The area has long been known for its agriculture, and driving around we see vineyards, fruit trees and vegetable gardens. But only drought-resistant crops are grown and there is no artificial irrigation. Absolutely no water is devoted to lawns - the area around many houses consists of yellowed grass and bare soil with lots of flowering bushes and plants that thrive in bright sunshine, low moisture environments. Pools are a rarity - people go to the beach and swim in the Mediterranean. When I ride the bus back from town, the seats are often filled with kids sticky with salt and sand carrying buckets and trowels.
We have a washing machine in the kitchen which uses no more water than a boat washing machine per load. There is no dishwasher and no dryer. Everyone dries their clothes outdoors on lines or plastic racks that are hung out open windows of the apartments that line the narrow alleyways. The hot, dry weather and the constant breeze dry even heavy towels fresh out of the washing machine in less than an hour.

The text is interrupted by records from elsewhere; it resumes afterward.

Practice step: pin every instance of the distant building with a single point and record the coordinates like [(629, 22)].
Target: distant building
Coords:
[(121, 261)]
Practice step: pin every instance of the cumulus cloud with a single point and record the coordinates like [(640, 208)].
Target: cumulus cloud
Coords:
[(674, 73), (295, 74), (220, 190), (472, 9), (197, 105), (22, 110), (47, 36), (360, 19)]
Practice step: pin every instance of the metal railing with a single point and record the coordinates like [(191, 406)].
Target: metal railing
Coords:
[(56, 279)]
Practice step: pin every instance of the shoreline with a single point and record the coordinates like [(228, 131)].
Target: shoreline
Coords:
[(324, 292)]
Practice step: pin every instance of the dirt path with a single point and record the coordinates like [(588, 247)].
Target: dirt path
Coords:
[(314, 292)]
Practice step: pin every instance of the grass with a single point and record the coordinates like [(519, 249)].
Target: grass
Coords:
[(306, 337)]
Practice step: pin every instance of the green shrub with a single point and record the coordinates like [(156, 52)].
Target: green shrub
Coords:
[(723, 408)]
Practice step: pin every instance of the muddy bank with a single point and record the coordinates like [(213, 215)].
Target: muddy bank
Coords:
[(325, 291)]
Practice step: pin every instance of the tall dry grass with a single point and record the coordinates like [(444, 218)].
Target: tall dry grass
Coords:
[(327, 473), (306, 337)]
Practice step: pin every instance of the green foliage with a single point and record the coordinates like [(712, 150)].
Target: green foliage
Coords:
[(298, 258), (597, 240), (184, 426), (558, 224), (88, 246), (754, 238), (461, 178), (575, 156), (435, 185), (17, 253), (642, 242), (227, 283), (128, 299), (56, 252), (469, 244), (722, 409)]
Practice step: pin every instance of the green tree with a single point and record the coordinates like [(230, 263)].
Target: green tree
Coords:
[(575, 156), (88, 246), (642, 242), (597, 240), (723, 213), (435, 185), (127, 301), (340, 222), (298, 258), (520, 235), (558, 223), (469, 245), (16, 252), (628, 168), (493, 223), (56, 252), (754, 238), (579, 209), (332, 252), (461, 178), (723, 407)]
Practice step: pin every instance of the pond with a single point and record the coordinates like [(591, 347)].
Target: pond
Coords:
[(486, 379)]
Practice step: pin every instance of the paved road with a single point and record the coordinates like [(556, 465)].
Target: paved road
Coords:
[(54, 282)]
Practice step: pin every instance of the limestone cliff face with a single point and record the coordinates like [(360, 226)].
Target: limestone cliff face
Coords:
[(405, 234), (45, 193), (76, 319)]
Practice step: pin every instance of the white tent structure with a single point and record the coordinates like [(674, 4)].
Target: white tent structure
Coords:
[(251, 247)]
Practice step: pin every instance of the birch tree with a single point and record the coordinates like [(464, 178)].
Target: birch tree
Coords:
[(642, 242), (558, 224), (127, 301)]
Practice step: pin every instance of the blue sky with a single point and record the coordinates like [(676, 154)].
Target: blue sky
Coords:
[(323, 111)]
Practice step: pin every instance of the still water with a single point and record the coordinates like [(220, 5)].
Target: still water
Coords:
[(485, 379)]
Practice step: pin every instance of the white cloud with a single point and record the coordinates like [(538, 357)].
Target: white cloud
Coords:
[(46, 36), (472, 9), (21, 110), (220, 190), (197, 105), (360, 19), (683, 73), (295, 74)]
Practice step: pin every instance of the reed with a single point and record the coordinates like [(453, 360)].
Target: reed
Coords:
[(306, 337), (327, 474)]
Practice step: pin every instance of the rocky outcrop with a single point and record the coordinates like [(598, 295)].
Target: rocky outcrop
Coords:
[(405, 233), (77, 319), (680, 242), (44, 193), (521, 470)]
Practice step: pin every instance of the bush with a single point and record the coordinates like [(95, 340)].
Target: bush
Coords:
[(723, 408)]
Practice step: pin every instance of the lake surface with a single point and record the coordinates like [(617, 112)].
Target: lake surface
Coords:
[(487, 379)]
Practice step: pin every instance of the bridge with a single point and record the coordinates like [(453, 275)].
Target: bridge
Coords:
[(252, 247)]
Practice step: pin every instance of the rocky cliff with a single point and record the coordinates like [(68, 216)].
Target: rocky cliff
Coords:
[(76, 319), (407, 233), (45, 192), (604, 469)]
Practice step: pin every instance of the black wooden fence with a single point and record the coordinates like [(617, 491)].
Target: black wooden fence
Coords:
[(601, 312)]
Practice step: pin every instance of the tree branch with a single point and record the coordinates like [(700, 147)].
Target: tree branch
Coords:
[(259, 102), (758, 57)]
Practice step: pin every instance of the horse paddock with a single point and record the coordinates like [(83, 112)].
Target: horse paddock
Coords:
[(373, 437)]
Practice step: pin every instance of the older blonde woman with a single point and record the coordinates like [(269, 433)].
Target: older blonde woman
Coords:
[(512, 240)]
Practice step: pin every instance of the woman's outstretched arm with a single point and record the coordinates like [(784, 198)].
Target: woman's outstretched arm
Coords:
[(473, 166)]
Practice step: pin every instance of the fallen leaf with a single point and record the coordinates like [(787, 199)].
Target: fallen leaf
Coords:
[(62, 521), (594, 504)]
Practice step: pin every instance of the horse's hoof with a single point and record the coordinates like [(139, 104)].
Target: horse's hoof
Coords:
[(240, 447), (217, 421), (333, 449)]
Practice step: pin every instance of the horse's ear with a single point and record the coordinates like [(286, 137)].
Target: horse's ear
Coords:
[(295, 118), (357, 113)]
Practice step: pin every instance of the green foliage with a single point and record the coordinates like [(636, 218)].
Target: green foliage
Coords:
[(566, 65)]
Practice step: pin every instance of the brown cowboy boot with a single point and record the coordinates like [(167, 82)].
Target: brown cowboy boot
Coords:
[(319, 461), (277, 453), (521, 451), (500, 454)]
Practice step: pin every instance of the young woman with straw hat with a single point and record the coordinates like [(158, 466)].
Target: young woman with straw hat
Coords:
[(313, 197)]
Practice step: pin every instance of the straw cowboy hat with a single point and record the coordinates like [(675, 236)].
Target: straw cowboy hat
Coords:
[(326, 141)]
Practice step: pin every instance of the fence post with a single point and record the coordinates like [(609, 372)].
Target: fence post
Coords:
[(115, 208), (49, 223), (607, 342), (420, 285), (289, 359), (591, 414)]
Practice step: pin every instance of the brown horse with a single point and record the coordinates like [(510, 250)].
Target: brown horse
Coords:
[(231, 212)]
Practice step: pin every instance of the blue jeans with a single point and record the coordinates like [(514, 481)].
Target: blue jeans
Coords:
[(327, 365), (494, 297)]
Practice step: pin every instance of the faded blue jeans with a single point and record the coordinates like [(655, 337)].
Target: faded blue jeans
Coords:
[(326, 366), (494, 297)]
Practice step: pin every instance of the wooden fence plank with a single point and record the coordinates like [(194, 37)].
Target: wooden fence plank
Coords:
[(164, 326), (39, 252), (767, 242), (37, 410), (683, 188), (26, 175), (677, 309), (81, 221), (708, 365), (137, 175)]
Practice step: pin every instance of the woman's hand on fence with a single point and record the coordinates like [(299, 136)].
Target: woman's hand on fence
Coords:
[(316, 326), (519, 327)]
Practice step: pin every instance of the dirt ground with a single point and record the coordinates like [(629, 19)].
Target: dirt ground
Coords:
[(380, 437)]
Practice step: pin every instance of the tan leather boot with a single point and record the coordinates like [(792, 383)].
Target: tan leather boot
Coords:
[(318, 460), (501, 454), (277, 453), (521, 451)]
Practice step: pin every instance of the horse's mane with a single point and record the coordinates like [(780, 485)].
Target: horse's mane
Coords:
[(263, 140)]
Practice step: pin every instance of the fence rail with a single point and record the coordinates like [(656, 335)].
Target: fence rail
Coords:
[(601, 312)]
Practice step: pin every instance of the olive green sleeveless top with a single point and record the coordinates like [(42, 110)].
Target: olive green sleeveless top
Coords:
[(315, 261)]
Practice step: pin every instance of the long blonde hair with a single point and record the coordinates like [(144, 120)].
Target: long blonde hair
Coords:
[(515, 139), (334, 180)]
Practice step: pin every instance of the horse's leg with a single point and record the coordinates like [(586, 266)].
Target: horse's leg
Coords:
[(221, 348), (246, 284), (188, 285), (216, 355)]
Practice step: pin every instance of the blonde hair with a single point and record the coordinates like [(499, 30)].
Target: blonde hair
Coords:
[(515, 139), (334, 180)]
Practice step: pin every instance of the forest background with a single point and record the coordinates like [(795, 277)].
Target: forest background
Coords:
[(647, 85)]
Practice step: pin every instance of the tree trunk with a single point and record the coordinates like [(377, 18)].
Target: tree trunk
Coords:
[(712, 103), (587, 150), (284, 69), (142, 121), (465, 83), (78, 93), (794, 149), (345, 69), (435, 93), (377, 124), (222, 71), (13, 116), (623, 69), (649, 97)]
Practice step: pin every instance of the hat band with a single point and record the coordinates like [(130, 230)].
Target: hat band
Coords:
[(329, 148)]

The little medieval village has dozens of small winding alleyways, and a set of small shops that meet all our day-to-day needs. La Poste handles mail and la tabac carries postcards and stationary supplies. La pharmacie has most everything to be found in an American drugstore. La boucherie has fresh meat; la boulangerie has fresh bread and pastries. A fruit and vegetable store boasts local produce all fresh every day. A small natural food store carries whole grains, and a small grocery store has cereal, yogurt and other things. The stores close from 12:30 until 4:00 each day, and around 4:00 I finish up my writing, put a shopping bag over my arm, and do my shopping for the day. We usually eat a simple dinner of salad or fruit with baguettes on the little table on the stone patio in front of our front door while the long twilight paints the buildings golden and lights the steeple of the 12th century Catholic Church visible over the roofs of the buildings around our courtyard.
The economic situation in Europe seems as bad as in the States when we look at the economic indicators, but the only evidence of it we have seen directly is that the boatyards are all but empty. Every bit of the hardstand area, which is the size of a couple of football fields, was covered with superyachts two years ago. Now the only boat is a 120-foot powerboat that has been repossessed. Yet when we ask people about the economy, they say that the average person hasn't really felt it because the safety nets in Europe have protected them from the economic collapse. This is a real contrast to the short time we spent in the States where it seemed as if just about everyone we know has been directly impacted in some way.
Of course, there are downsides. Everyone is down to a 30-hour work week. When we want to buy something we often get an out-of-office reply saying that someone will get back to him in September. This is part and parcel of the European lifestyle, and not unexpected after our experiences living in Europe before we left on our first circumnavigation. It's wonderful to get all of July or August off and most of December, but it's not so much fun if you're trying to get something done.
But when all is said and done, on a day-to-day basis we are able to live in a way that we only wish we could in the States. The suburban, car-centered existence we seem unable to avoid in the places we have lived seems out of step with modern realities. When we eventually return to the States, we'd really like to find a place where we can live where we can commute by bike, shop on foot, have access to nature and still earn a decent living. Of course, we can always head back to sea!